The reality is most adults have experienced or continue to experience negative body image or disordered eating—whether dieting, thinking too much about our appearance, or comparing ourselves to others. U.S. adults tend to live with body dissatisfaction—perpetually wanting to change our bodies (“If I could only lose ‘some magical number’ pounds, then I’d finally feel good and be happy”) and having a love-hate relationship with food (“yo-yo” dieting or feeling frustrated because you do not know what to eat to have the body you feel you need/want). In fact, nearly all of us in industrialized countries were born into this way of thinking about food and our bodies. We never really question if there could be another way.

The good news is, there is another way. We can’t go back (though you can start now!)—but we can support our kids so they do not lose the time we lost thinking about food and our bodies. We can encourage our kids to have a healthy body image and positive relationship with food – even if that was not/is not our experience.

At WithAll, we equip adults with What to Say to help kids and teens feel healthy about their bodies and positive and confident with food—thereby preventing disordered eating and other harmful conditions, like anxiety, depression, unhealthy excess weight gain/loss, and more. Sign up to receive additional tips and tools to stop toxic diet and weight talk and ensure that every child gets a chance to develop healthy relationships with food and their body.
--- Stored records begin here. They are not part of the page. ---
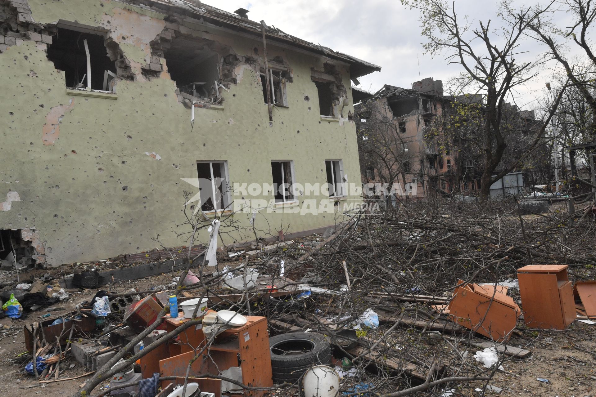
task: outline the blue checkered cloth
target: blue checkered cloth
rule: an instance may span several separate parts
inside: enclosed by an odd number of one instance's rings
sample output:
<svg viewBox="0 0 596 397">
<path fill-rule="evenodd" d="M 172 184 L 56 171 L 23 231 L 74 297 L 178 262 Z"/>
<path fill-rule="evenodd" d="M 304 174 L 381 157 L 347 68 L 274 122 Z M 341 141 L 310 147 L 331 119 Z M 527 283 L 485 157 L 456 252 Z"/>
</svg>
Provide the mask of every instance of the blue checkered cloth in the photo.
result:
<svg viewBox="0 0 596 397">
<path fill-rule="evenodd" d="M 139 397 L 155 397 L 159 389 L 159 373 L 156 372 L 153 377 L 139 381 Z"/>
</svg>

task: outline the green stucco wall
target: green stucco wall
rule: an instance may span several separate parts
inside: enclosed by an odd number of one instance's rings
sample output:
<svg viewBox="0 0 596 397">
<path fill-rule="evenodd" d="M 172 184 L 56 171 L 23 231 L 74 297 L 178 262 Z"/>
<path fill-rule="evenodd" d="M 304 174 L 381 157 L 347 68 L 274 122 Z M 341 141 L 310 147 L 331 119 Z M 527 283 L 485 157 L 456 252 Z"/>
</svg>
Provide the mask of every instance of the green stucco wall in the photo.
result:
<svg viewBox="0 0 596 397">
<path fill-rule="evenodd" d="M 33 18 L 42 23 L 76 21 L 120 32 L 131 31 L 125 26 L 131 15 L 122 10 L 136 10 L 114 1 L 29 4 Z M 129 42 L 123 40 L 120 48 L 131 62 L 144 64 L 141 58 L 163 27 L 163 15 L 138 11 L 144 16 L 134 17 L 135 37 L 127 36 Z M 254 55 L 254 47 L 262 51 L 258 40 L 209 30 L 197 34 L 228 45 L 240 55 Z M 240 72 L 238 83 L 224 93 L 224 109 L 196 108 L 191 130 L 191 111 L 178 102 L 175 83 L 166 73 L 151 80 L 119 81 L 116 100 L 75 96 L 67 95 L 62 72 L 46 59 L 42 46 L 23 41 L 10 47 L 0 54 L 0 202 L 9 190 L 17 192 L 21 201 L 13 202 L 8 211 L 0 211 L 0 229 L 36 229 L 47 262 L 57 265 L 150 249 L 158 246 L 152 240 L 157 235 L 167 246 L 187 244 L 186 237 L 179 238 L 175 232 L 189 231 L 188 226 L 176 225 L 184 221 L 183 191 L 196 189 L 181 179 L 197 177 L 198 160 L 227 161 L 234 184 L 271 183 L 271 161 L 291 160 L 296 182 L 324 183 L 325 160 L 340 158 L 348 182 L 357 183 L 360 170 L 353 123 L 347 118 L 322 121 L 319 115 L 311 68 L 322 70 L 321 60 L 272 45 L 268 51 L 269 58 L 281 56 L 292 68 L 289 108 L 274 108 L 269 125 L 260 80 L 246 67 Z M 349 87 L 347 66 L 342 67 L 343 83 Z M 353 112 L 349 88 L 347 95 L 350 104 L 343 110 L 344 117 Z M 51 125 L 56 117 L 57 135 Z M 55 137 L 53 145 L 42 140 L 42 132 L 48 130 Z M 156 152 L 161 160 L 145 152 Z M 307 199 L 328 201 L 323 196 L 298 198 L 299 205 Z M 357 200 L 358 196 L 348 198 Z M 288 225 L 294 232 L 343 220 L 337 212 L 262 214 L 255 225 L 272 235 Z M 252 215 L 234 216 L 240 226 L 249 227 Z M 206 243 L 206 229 L 201 237 Z M 229 243 L 253 237 L 232 233 L 225 239 Z"/>
</svg>

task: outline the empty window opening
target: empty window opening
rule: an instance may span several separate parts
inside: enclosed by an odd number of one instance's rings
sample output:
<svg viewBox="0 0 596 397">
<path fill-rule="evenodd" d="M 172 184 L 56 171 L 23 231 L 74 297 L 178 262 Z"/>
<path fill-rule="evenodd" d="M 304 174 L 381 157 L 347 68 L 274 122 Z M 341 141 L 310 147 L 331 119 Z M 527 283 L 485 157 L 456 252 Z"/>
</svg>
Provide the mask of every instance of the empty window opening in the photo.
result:
<svg viewBox="0 0 596 397">
<path fill-rule="evenodd" d="M 294 180 L 294 162 L 272 161 L 273 189 L 275 202 L 286 202 L 294 200 L 291 186 Z"/>
<path fill-rule="evenodd" d="M 319 94 L 319 109 L 321 115 L 335 117 L 335 107 L 333 105 L 333 92 L 331 83 L 315 82 Z"/>
<path fill-rule="evenodd" d="M 229 206 L 227 164 L 225 161 L 197 161 L 201 210 L 225 210 Z"/>
<path fill-rule="evenodd" d="M 393 117 L 399 117 L 409 114 L 418 110 L 418 98 L 415 96 L 400 98 L 388 102 L 389 108 L 393 114 Z"/>
<path fill-rule="evenodd" d="M 329 196 L 345 196 L 343 164 L 342 160 L 327 160 L 325 162 L 325 168 L 327 173 Z"/>
<path fill-rule="evenodd" d="M 429 107 L 429 100 L 422 99 L 422 110 L 425 113 L 428 113 L 430 111 L 430 108 Z"/>
<path fill-rule="evenodd" d="M 289 72 L 284 70 L 269 69 L 269 84 L 271 90 L 271 103 L 276 106 L 288 106 L 286 84 L 290 79 Z M 263 100 L 267 102 L 267 83 L 265 82 L 265 68 L 261 68 L 259 74 L 263 86 Z"/>
<path fill-rule="evenodd" d="M 164 57 L 167 71 L 180 94 L 188 99 L 219 98 L 219 56 L 195 41 L 183 38 L 172 40 Z"/>
<path fill-rule="evenodd" d="M 114 42 L 108 46 L 110 50 L 117 48 Z M 108 49 L 102 33 L 58 27 L 48 46 L 48 59 L 64 71 L 67 87 L 111 91 L 110 81 L 116 76 L 116 58 L 110 59 Z"/>
<path fill-rule="evenodd" d="M 406 133 L 406 123 L 405 121 L 400 121 L 399 123 L 399 132 L 402 134 Z"/>
<path fill-rule="evenodd" d="M 33 267 L 35 250 L 30 241 L 21 238 L 21 230 L 0 230 L 0 265 L 2 270 Z"/>
</svg>

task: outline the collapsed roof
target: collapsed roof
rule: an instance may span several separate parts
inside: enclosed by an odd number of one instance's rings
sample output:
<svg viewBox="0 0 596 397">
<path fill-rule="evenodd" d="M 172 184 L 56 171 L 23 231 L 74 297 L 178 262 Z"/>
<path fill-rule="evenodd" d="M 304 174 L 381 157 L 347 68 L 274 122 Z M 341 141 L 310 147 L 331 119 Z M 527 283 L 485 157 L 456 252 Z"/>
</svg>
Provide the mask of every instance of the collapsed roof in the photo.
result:
<svg viewBox="0 0 596 397">
<path fill-rule="evenodd" d="M 233 12 L 216 8 L 203 4 L 197 0 L 185 1 L 184 0 L 145 0 L 143 2 L 150 3 L 153 5 L 172 7 L 178 10 L 184 10 L 193 17 L 212 24 L 226 27 L 238 32 L 249 33 L 252 35 L 262 36 L 261 24 L 252 21 L 246 17 L 246 13 L 236 14 Z M 315 44 L 288 35 L 275 26 L 267 26 L 265 35 L 270 42 L 290 44 L 293 46 L 306 49 L 310 52 L 324 55 L 330 58 L 343 61 L 350 65 L 350 78 L 355 79 L 374 71 L 380 71 L 381 67 L 374 64 L 359 60 L 355 57 L 342 52 L 334 51 L 331 48 L 319 44 Z"/>
</svg>

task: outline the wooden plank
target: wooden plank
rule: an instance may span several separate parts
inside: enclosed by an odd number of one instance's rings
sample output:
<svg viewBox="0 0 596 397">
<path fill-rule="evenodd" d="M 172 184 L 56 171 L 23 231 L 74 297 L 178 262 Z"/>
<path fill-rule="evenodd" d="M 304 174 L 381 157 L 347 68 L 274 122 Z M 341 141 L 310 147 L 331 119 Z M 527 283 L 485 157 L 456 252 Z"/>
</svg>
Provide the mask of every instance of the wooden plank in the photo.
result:
<svg viewBox="0 0 596 397">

Here are just a few tips to support kids and teens in having a healthy body image and positive food relationship.

When possible, start early.

Kids begin developing their body image very early, as young as 3 and 4. Implementing a positive environment for babies and toddlers can pay dividends. However, if the kids in your life are older, it is never too late to start. Any effort to focus your words on health and well-being (instead of harmful diet and body talk) makes a difference.

Avoid singling out kids.

If a child has a larger body or a smaller body, they should never receive special treatment with food or exercise. Whatever you decide to implement as an action to promote health and well-being (not weight loss), make sure the same actions apply to all. For example, everyone eats the same dinner.

Don’t make health a “numbers game.”

Health is not dependent on appearance or weight, and it’s important that kids know that. With pressure to fit in, many adolescents feel compelled to force their bodies to be a certain size or look a certain way. When we connect health to weight, this only reinforces harmful thinking. We can show them that health and well-being are what matter.

Remember that self-worth is not skin deep.

Our value is not rooted in how we look or how much we weigh. Support kids in finding their self-worth in what really matters (their interests, how they treat others, their talents, etc.). With school starting and kids around more peers, use this time to focus on their strengths and not appearance. Check out MHA’s new Back-to-School toolkit for more information.

Let kids be kids by letting food be food.

Try not to label food as being “good” or “bad.” Doing this can make kids think only certain “good” foods are OK, which might promote disordered eating. It can shame a child if you label a food they love as “bad” or “unhealthy.”

Make movement joyful.

Help kids maintain the joy of movement by creating opportunities for the physical activities they enjoy. Avoid teaching them that exercise is about losing weight or avoiding gaining weight, but instead is a way to help manage energy and to boost endorphins to feel good.

You will not always get it right and that is okay.

Do your best to focus on health and well-being, for yourself and the kids that look up to you, knowing you will make mistakes (because we all do). Kids will notice your intentions.

Lisa Radzak is the executive director of WithAll, which helps adults, through its What to Say initiative, use their words and actions to teach kids that health and well-being—not weight, appearance, or BMI—is what matters most.